Note: Upgrading the indexing mode from Economic to High Quality will incur additional token consumption. Downgrading from High Quality to Economic will not consume tokens.
Once the dataset is ready, it needs to be integrated into the application. When the AI application processes will automatically use the associated dataset content as a reference context.
- 1.Go to the application - Prompt Arrangement page
- 2.In the context options, select the dataset you want to integrate
- 3.Save the settings to complete the integration
Q: What should I do if the PDF upload is garbled?
A: If your PDF parsing appears garbled under certain formatted contents, you could consider converting the PDF to Markdown format, which currently offers higher accuracy, or you could reduce the use of images, tables, and other formatted content in the PDF. We are researching ways to optimize the experience of using PDFs.
Q: How does the consumption mechanism of context work? A: With a dataset added, each query will consume segmented content (currently embedding two segments) + question + prompt + chat history combined. However, it will not exceed model limitations, such as 4096.
Q: Where does the embedded dataset appear when asking questions? A: It will be embedded as context before the question.
Q: Is there any priority between the added dataset and OpenAI's answers? A: The dataset serves as context and is used together with questions for LLM to understand and answer; there is no priority relationship.
Q: Why can I hit in test but not in application? A: You can troubleshoot issues by following these steps:
- 1.Make sure you have added text on the prompt page and clicked on the save button in the top right corner.

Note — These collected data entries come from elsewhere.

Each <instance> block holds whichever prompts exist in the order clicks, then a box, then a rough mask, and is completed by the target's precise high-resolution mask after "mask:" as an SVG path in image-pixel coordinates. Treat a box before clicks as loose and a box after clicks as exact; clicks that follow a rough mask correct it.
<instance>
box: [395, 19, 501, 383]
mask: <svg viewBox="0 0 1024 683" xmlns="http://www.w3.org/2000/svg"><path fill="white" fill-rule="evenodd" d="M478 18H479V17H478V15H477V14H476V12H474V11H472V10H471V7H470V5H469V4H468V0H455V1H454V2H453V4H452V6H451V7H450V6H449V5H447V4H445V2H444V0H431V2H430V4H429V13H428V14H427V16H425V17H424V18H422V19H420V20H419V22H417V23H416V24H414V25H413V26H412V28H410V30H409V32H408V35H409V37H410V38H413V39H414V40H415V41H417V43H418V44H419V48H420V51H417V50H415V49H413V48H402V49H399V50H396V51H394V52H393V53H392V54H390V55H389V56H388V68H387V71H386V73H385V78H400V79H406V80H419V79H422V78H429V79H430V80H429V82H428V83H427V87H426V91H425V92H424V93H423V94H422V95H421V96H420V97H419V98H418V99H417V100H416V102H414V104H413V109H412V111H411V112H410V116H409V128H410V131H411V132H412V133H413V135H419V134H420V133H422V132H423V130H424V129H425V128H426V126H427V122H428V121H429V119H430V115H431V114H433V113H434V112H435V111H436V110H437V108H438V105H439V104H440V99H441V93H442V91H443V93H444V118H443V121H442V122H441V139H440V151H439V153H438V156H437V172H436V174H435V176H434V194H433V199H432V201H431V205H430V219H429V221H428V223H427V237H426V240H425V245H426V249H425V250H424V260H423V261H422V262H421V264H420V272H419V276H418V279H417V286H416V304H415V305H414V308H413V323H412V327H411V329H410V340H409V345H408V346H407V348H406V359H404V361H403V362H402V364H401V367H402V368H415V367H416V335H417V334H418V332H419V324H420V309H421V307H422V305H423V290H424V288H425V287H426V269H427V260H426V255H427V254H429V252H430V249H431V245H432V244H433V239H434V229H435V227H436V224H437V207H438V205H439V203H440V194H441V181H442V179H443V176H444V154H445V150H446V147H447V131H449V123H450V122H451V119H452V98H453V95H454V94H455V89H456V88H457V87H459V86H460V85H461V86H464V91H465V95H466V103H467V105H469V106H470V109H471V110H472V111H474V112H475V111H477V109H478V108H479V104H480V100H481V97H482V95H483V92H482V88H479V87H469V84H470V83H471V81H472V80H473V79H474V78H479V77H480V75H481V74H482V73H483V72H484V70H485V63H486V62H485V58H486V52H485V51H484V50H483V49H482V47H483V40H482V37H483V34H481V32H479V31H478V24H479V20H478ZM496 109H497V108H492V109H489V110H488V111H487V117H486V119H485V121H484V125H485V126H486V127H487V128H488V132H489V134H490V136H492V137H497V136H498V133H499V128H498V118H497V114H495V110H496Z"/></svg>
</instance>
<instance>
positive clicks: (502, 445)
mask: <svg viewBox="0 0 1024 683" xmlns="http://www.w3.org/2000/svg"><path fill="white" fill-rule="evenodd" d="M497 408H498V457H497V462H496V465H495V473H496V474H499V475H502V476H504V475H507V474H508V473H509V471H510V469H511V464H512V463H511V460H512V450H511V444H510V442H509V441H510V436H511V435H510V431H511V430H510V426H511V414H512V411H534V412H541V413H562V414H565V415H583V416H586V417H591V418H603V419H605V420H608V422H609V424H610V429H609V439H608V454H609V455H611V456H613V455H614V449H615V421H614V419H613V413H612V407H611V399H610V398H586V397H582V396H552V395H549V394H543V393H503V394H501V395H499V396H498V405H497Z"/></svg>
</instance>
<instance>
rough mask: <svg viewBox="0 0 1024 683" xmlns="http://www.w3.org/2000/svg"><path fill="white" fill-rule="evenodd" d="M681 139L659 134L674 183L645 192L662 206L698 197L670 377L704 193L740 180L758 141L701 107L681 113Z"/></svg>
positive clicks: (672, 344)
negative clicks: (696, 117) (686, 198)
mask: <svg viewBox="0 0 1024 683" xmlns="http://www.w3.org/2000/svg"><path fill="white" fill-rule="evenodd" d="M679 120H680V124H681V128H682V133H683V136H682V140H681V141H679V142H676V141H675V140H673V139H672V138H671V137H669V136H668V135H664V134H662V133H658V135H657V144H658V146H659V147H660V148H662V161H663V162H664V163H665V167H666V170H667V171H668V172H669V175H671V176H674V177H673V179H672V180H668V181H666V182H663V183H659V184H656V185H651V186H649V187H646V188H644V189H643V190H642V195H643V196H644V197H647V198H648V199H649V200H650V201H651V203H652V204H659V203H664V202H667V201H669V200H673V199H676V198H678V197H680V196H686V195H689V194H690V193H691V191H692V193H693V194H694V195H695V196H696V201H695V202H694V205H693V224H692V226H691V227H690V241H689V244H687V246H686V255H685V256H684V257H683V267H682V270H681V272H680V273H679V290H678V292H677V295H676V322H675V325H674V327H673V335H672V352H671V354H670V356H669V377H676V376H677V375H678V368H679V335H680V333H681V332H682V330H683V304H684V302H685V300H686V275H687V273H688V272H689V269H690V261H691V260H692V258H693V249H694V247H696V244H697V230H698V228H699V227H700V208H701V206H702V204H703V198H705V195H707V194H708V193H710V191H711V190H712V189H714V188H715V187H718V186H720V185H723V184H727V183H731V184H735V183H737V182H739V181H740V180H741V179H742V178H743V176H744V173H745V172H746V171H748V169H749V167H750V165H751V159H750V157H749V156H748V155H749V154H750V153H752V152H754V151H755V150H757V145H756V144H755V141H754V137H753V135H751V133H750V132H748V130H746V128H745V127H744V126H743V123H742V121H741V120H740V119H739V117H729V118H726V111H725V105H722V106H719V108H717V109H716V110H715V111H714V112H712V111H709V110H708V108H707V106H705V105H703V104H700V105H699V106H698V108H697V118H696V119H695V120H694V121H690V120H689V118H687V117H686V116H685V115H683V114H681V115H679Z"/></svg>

- 2.Test whether it responds normally in the prompt debugging interface.
- 3.Try again in a new WebApp session window.
Q: Will APIs related to hit testing be opened up so that dify can access knowledge bases and implement dialogue generation using custom models? A: We plan to open up Webhooks later on; however, there are no current plans for this feature. You can achieve your requirements by connecting to any vector database.
Q: How do I add multiple datasets? A: Due to short-term performance considerations, we currently only support one dataset. If you have multiple sets of data, you can upload them within the same dataset for use.